Overfitting in Machine Learning
A statistical model is said to be overfitted when the model does not make accurate predictions on
testing data. When a model gets trained with so much data, it starts learning from the noise and
inaccurate data entries in our data set. And when testing with test data results in High variance.
Then the model does not categorize the data correctly, because of too many details and noise. The
causes of overfitting are the non-parametric and non-linear methods because these types of
machine learning algorithms have more freedom in building the model based on the dataset and
therefore they can really build unrealistic models. A solution to avoid overfitting is using a linear
algorithm if we have linear data or using the parameters like the maximal depth if we are using
decision trees.
Cross-Validation
Cross validation is a technique used in machine learning to evaluate the performance of a model
on unseen data. It involves dividing the available data into multiple folds or subsets, using one of
these folds as a validation set, and training the model on the remaining folds. This process is
repeated multiple times, each time using a different fold as the validation set. Finally, the results
from each validation step are averaged to produce a more robust estimate of the model’s
performance. Cross validation is an important step in the machine learning process and helps to
ensure that the model selected for deployment is robust and generalizes well to new data.
The main purpose of cross validation is to prevent overfitting, which occurs when a model is
trained too well on the training data and performs poorly on new, unseen data. By evaluating the
model on multiple validation sets, cross validation provides a more realistic estimate of the
model’s generalization performance, i.e., its ability to perform well on new, unseen data.
Types of Cross-Validation
There are several types of cross validation techniques, including k-fold cross validation, leave-
one-out cross validation, and Holdout validation, Stratified Cross-Validation. The choice of
technique depends on the size and nature of the data, as well as the specific requirements of the
modeling problem.
1. Holdout Validation
In Holdout Validation, we perform training on the 50% of the given dataset and rest 50% is used
for the testing purpose. It’s a simple and quick way to evaluate a model. The major drawback of
this method is that we perform training on the 50% of the dataset, it may possible that the
remaining 50% of the data contains some important information which we are leaving while
training our model i.e. higher bias.
3. Stratified Cross-Validation
It is a technique used in machine learning to ensure that each fold of the cross-validation process
maintains the same class distribution as the entire dataset. This is particularly important when
dealing with imbalanced datasets, where certain classes may be underrepresented. In this
method,
1. The dataset is divided into k folds while maintaining the proportion of classes in each fold.

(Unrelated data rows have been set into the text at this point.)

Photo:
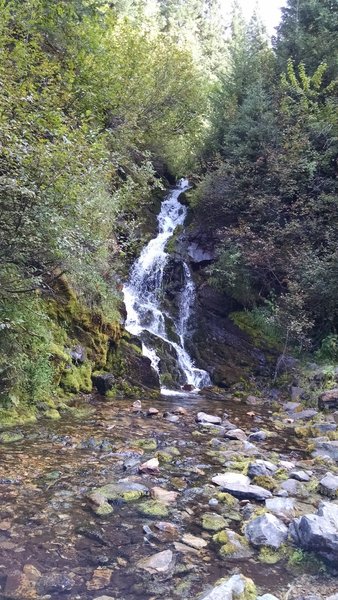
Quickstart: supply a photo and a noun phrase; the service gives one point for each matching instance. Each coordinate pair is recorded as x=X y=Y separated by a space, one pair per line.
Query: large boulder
x=266 y=530
x=328 y=399
x=239 y=486
x=318 y=532
x=237 y=587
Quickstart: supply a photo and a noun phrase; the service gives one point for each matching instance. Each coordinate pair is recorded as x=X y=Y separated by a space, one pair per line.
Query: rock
x=205 y=418
x=296 y=393
x=328 y=485
x=294 y=488
x=234 y=588
x=326 y=448
x=257 y=436
x=195 y=542
x=233 y=545
x=19 y=586
x=152 y=508
x=283 y=508
x=150 y=466
x=55 y=582
x=318 y=532
x=213 y=522
x=261 y=467
x=100 y=579
x=158 y=563
x=239 y=486
x=299 y=476
x=163 y=496
x=103 y=382
x=8 y=437
x=266 y=530
x=78 y=354
x=236 y=434
x=328 y=399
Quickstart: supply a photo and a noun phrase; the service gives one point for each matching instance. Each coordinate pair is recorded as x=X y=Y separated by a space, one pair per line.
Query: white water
x=143 y=292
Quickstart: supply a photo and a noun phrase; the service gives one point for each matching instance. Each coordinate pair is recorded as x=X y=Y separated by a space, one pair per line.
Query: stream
x=48 y=528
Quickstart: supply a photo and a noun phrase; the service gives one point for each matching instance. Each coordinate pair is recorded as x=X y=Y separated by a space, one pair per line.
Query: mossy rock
x=265 y=481
x=9 y=437
x=213 y=522
x=152 y=508
x=148 y=444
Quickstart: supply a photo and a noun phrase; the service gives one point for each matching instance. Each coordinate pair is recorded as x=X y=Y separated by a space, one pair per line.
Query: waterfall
x=142 y=294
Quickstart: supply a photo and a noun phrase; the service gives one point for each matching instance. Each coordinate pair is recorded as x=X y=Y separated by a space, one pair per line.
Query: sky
x=268 y=9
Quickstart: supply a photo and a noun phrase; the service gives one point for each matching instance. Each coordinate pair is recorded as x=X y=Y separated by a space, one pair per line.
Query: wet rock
x=152 y=508
x=257 y=436
x=318 y=532
x=161 y=562
x=9 y=437
x=233 y=545
x=234 y=588
x=240 y=486
x=103 y=382
x=150 y=466
x=283 y=508
x=266 y=530
x=294 y=488
x=236 y=434
x=100 y=579
x=261 y=468
x=213 y=522
x=328 y=399
x=19 y=586
x=194 y=542
x=328 y=485
x=326 y=448
x=55 y=583
x=296 y=393
x=205 y=418
x=300 y=476
x=163 y=495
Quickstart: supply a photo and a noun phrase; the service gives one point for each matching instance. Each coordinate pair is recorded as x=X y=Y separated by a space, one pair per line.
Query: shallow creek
x=46 y=520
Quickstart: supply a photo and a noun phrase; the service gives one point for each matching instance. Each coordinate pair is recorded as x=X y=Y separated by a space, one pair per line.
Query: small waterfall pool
x=143 y=292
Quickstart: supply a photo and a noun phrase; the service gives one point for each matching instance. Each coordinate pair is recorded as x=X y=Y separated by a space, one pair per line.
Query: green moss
x=265 y=481
x=152 y=508
x=227 y=499
x=213 y=522
x=147 y=444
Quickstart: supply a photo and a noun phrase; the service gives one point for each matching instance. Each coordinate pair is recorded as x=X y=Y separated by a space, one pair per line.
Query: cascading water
x=142 y=294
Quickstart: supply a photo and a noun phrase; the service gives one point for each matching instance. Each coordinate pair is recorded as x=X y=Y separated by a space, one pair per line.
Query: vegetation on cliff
x=99 y=102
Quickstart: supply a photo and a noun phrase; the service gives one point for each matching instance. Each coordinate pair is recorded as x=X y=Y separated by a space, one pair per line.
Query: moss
x=265 y=481
x=213 y=522
x=227 y=499
x=269 y=556
x=53 y=414
x=147 y=444
x=152 y=508
x=8 y=437
x=103 y=509
x=77 y=379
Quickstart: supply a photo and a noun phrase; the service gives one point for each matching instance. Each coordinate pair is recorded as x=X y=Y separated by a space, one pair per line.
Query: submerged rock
x=318 y=532
x=237 y=587
x=328 y=486
x=266 y=530
x=205 y=418
x=240 y=486
x=158 y=563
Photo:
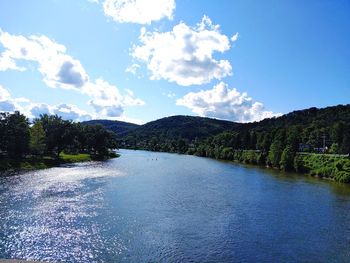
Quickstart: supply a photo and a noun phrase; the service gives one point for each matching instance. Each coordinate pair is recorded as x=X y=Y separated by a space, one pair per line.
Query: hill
x=118 y=127
x=171 y=130
x=312 y=127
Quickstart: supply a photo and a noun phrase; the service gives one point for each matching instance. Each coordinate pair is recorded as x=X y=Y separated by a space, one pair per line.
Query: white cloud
x=66 y=111
x=57 y=68
x=6 y=102
x=107 y=99
x=133 y=68
x=185 y=54
x=224 y=103
x=235 y=37
x=60 y=70
x=138 y=11
x=33 y=110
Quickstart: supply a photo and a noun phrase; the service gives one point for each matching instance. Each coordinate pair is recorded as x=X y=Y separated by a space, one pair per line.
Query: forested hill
x=311 y=127
x=171 y=128
x=118 y=127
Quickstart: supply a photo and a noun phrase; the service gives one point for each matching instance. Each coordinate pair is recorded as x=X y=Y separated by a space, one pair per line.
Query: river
x=153 y=207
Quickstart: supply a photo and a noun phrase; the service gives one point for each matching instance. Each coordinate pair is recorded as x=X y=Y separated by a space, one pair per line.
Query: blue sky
x=143 y=60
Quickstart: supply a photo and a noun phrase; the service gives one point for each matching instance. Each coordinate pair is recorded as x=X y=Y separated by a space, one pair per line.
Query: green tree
x=37 y=139
x=287 y=158
x=334 y=148
x=57 y=133
x=276 y=149
x=17 y=134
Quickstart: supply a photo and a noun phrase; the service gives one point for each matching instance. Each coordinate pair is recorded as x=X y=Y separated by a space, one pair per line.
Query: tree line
x=49 y=135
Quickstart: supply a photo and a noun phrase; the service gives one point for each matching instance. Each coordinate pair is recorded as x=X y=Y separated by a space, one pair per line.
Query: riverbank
x=8 y=166
x=327 y=166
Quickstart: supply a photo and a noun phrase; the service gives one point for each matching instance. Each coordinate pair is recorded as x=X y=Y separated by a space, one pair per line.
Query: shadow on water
x=336 y=187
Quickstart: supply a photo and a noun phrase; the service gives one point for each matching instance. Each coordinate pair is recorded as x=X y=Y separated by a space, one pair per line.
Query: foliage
x=73 y=158
x=50 y=140
x=37 y=139
x=15 y=134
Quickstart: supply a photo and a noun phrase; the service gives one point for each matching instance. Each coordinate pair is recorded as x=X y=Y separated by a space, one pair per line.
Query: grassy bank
x=335 y=167
x=36 y=163
x=323 y=165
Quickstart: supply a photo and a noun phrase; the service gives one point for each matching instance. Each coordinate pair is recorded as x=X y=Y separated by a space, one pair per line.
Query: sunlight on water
x=146 y=207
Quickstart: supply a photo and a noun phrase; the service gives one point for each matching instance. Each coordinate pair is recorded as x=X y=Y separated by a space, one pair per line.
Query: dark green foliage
x=324 y=165
x=37 y=139
x=43 y=144
x=119 y=127
x=275 y=142
x=287 y=158
x=15 y=134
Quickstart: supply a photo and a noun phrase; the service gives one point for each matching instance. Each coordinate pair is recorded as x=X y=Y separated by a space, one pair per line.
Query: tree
x=334 y=148
x=57 y=133
x=287 y=158
x=100 y=140
x=16 y=134
x=37 y=139
x=276 y=148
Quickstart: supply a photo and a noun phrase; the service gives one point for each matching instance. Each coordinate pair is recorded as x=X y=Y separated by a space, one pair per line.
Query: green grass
x=36 y=163
x=328 y=166
x=74 y=158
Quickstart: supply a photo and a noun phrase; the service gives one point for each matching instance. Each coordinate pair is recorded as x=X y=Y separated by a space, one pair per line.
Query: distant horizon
x=127 y=61
x=220 y=119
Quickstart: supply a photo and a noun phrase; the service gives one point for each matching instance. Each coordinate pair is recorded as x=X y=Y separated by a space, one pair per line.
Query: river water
x=153 y=207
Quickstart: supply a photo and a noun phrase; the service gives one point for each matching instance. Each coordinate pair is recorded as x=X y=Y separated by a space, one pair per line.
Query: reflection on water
x=155 y=206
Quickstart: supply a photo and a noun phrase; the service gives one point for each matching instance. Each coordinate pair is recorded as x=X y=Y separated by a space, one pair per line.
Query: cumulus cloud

2. During each iteration, one-fold is used for testing, and the remaining folds are used for
training.
3. The process is repeated k times, with each fold serving as the test set exactly once.

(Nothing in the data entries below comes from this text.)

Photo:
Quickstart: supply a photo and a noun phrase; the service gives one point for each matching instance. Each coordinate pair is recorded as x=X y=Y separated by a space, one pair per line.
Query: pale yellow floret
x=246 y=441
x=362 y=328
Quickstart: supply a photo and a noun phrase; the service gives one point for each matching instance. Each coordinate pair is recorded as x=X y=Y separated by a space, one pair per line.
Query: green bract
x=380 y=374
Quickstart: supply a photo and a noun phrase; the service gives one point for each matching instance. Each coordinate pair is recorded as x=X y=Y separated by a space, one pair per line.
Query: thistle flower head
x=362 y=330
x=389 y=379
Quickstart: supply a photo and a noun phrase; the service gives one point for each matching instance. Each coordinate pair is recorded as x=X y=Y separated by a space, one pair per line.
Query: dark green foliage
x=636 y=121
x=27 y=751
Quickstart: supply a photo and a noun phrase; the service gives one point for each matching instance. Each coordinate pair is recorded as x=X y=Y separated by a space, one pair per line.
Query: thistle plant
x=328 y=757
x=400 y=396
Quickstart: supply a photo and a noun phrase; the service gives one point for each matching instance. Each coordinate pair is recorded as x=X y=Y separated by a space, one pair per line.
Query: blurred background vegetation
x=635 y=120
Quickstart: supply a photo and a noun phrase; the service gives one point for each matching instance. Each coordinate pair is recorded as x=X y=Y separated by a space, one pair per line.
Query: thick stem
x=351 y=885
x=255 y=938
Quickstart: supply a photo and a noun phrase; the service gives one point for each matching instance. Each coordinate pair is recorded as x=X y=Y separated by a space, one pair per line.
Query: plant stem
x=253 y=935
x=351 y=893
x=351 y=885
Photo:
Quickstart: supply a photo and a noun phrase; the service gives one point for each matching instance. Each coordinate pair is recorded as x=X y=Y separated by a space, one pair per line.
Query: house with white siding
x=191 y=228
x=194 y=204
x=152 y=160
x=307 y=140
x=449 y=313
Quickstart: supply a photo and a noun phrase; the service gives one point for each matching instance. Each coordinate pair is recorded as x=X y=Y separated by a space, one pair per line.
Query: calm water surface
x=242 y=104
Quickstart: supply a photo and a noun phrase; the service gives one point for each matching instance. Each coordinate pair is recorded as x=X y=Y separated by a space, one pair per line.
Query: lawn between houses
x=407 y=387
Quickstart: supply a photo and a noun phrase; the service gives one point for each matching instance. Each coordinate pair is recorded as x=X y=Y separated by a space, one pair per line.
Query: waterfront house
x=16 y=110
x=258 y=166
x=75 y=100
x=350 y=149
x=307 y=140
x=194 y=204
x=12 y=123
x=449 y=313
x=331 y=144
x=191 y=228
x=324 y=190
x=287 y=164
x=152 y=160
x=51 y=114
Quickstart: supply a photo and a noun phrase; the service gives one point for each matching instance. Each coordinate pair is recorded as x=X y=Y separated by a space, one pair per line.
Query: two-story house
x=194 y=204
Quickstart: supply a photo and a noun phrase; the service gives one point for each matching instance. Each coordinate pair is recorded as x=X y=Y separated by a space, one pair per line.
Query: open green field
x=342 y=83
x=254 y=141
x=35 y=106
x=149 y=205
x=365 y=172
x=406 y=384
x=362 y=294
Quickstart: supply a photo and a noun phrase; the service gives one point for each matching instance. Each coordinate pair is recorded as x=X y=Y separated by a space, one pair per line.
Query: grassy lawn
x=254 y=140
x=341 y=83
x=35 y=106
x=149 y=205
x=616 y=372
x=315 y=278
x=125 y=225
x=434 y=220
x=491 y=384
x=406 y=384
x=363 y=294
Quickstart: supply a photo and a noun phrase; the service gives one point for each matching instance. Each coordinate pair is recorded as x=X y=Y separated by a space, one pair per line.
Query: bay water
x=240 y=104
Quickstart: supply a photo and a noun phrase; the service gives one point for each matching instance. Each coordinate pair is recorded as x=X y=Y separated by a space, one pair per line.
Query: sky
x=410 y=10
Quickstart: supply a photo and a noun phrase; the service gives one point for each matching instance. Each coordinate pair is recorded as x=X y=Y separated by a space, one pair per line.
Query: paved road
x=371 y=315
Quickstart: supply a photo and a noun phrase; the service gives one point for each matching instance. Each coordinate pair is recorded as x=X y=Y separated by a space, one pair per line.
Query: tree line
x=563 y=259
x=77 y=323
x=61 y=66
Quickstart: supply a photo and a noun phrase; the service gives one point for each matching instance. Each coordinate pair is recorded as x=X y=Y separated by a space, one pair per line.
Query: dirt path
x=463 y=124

Stratified Cross-Validation is essential when dealing with classification problems where
maintaining the balance of class distribution is crucial for the model to generalize well to unseen
data.
Lasso Regression
Lasso regression stands for Least Absolute Shrinkage and Selection Operator. It adds penalty
term to the cost function. This term is the absolute sum of the coefficients. As the value of
coefficients increases from 0 this term penalizes, cause model, to decrease the value of
coefficients in order to reduce loss. The difference between ridge and lasso regression is that it
tends to make coefficients to absolute zero as compared to Ridge which never sets the value of
coefficient to absolute zero.
Classification
The Classification algorithm is a Supervised Learning technique that is used to identify the category
of new observations on the basis of training data. In Classification, a program learns from the given
dataset or observations and then classifies new observation into a number of classes or groups. Such
as, Yes or No, 0 or 1, Spam or Not Spam, cat or dog, etc. Classes can be called as targets/labels
or categories.
Unlike regression, the output variable of Classification is a category, not a value, such as "Green or
Blue", "fruit or animal", etc. Since the Classification algorithm is a Supervised learning technique,
hence it takes labeled input data, which means it contains input with the corresponding output.
Logistic regression is another supervised learning algorithm which is used to solve the classification
problems.
Logistic regression algorithm works with the categorical variable such as 0 or 1, Yes or No, True
or False, Spam or not spam, etc.
Logistic regression is a type of regression, but it is different from the linear regression algorithm in
the term how they are used.
Logistic regression uses sigmoid function or logistic function which is a complex cost function. This
sigmoid function is used to model the data in logistic regression. The function can be represented
as:
Gradient Descent is an iterative optimization algorithm that tries to find the optimum value
(Minimum/Maximum) of an objective function. It is one of the most used optimization
techniques in machine learning projects for updating the parameters of a model in order to
minimize a cost function.
The main aim of gradient descent is to find the best parameters of a model which gives the
highest accuracy on training as well as testing datasets. In gradient descent, The gradient is
a vector that points in the direction of the steepest increase of the function at a specific
point. Moving in the opposite direction of the gradient allows the algorithm to gradually
descend towards lower values of the function, and eventually reaching to the minimum of
the function.
Steps Required in Gradient Descent Algorithm
Support Vector Machine or SVM is one of the most popular Supervised Learning algorithms, which
is used for Classification as well as Regression problems. However, primarily, it is used for
Classification problems in Machine Learning.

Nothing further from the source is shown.